I found this one day while rummaging around a used bookstore. Reading it I could hear that inimitable voice saying the words in the back of my head. Here’s an example from “Cowboy Angel Blues:”

meanwhile back in texas – beautiful texas – Freud paces back & forth – struggling with his boot & trying to finish his Vermouth – “fraid you got the wrong idea Mr. Clap – if i was you, i’d give in & go chop those trees down for my mother – after all, there’s a little mother in all of us” “yes but i mean why do you think i do it? why do you think i intentionally set fire to my bed everytime she asks me to cut down those trees? why?” “yes – well – Mr. Clap – perhaps it is the womb calling-you know – perhaps when you were a little boy, you heard a tree falling & the sound of it went WOOOOM & now as you are older – everytime you hear that sound – in one form or another of course – you just want to – oh shall we say – light it up?” “yes that seems logical- thank you very much – i feel to go chop those trees down no” ah but remember son – a tree falling in the forest without any sound has nobody to hear it!”…



The poem goes on from there. Typing it, I had only intended to put down a few lines, but had a hard time stopping.

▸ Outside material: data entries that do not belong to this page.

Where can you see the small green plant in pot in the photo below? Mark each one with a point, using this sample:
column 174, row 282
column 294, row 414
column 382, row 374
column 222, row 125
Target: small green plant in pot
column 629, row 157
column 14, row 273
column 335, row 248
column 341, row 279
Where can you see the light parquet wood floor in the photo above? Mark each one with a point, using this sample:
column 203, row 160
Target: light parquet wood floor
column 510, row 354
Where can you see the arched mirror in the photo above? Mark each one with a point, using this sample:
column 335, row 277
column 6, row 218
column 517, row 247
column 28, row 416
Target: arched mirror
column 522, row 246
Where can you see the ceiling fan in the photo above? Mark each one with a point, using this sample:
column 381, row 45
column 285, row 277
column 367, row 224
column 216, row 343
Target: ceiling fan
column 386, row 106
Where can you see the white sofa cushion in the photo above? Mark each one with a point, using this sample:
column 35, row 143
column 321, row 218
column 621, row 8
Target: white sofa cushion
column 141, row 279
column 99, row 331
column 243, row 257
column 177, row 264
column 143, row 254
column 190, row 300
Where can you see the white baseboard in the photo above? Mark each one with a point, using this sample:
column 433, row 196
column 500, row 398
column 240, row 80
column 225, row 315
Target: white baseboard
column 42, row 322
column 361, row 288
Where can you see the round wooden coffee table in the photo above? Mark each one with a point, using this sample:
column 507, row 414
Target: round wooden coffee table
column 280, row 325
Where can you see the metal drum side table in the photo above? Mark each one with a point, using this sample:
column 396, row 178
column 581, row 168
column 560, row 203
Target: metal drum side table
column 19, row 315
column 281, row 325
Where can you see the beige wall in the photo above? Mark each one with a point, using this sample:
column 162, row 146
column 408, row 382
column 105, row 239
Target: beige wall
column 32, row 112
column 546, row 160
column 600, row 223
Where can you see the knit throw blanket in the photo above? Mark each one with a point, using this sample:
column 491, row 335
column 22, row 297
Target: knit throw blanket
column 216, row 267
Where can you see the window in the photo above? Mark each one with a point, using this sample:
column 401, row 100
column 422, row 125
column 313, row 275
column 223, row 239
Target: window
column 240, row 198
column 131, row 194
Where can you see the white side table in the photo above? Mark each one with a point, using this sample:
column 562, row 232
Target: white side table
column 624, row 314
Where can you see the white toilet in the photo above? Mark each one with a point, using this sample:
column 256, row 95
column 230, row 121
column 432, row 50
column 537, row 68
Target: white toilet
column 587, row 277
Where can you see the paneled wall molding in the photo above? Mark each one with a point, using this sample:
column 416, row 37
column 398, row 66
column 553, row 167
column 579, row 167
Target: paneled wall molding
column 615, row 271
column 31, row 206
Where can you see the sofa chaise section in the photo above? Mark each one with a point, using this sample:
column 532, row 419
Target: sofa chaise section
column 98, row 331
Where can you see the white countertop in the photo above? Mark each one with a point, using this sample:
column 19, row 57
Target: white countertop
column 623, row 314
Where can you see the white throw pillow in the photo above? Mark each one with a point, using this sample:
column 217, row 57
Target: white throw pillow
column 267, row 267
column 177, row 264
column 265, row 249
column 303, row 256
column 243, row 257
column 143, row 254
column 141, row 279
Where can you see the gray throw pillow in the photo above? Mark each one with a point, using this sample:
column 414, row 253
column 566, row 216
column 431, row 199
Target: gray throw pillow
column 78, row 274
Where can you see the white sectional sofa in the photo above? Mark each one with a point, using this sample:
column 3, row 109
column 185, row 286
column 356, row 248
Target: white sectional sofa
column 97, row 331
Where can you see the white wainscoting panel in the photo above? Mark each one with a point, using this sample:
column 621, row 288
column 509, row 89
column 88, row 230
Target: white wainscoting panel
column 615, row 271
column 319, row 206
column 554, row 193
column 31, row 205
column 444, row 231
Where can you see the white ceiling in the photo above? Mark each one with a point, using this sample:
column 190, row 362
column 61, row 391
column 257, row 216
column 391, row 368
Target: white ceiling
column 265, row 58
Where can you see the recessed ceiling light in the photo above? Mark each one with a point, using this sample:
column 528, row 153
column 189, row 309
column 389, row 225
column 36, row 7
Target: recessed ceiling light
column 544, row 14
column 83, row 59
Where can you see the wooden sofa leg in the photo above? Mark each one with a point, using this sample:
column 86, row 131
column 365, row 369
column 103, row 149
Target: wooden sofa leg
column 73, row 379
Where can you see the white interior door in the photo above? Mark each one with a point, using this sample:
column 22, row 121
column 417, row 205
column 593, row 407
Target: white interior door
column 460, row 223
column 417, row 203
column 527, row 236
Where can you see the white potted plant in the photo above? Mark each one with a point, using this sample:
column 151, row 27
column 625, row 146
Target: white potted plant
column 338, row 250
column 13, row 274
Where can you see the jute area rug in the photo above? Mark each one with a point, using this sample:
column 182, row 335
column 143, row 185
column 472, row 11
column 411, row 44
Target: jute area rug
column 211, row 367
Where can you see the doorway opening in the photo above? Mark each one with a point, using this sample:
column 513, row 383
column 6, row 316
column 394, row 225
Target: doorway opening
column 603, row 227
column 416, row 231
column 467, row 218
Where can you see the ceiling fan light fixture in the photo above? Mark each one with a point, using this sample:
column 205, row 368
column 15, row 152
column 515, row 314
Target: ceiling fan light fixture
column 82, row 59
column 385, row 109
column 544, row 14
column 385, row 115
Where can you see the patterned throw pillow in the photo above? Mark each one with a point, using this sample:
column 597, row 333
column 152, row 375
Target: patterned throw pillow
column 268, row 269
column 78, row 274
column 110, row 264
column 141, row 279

I think this book shows thoughts that are, as are his lyrics, mockingly funny, sad, bitter, sometimes profound and always open to interpretation. Of course, that interpretive quality may be his bane. Dylan is quoted in this Reuters article (link thanks to Maud) saying, “I was sick of the way my lyrics had been extrapolated, their meanings subverted into polemic and that I had been anointed as the Big Bubba of Rebellion…” Ah, the price of greatness.



It seems that The Rake knows about Tarantula too, and he points out this article in Newsweek with an excerpt of the memoir.



Tarantula is out of print, but it looks like it’s widely available on the web.



Read widely, think well, and write often.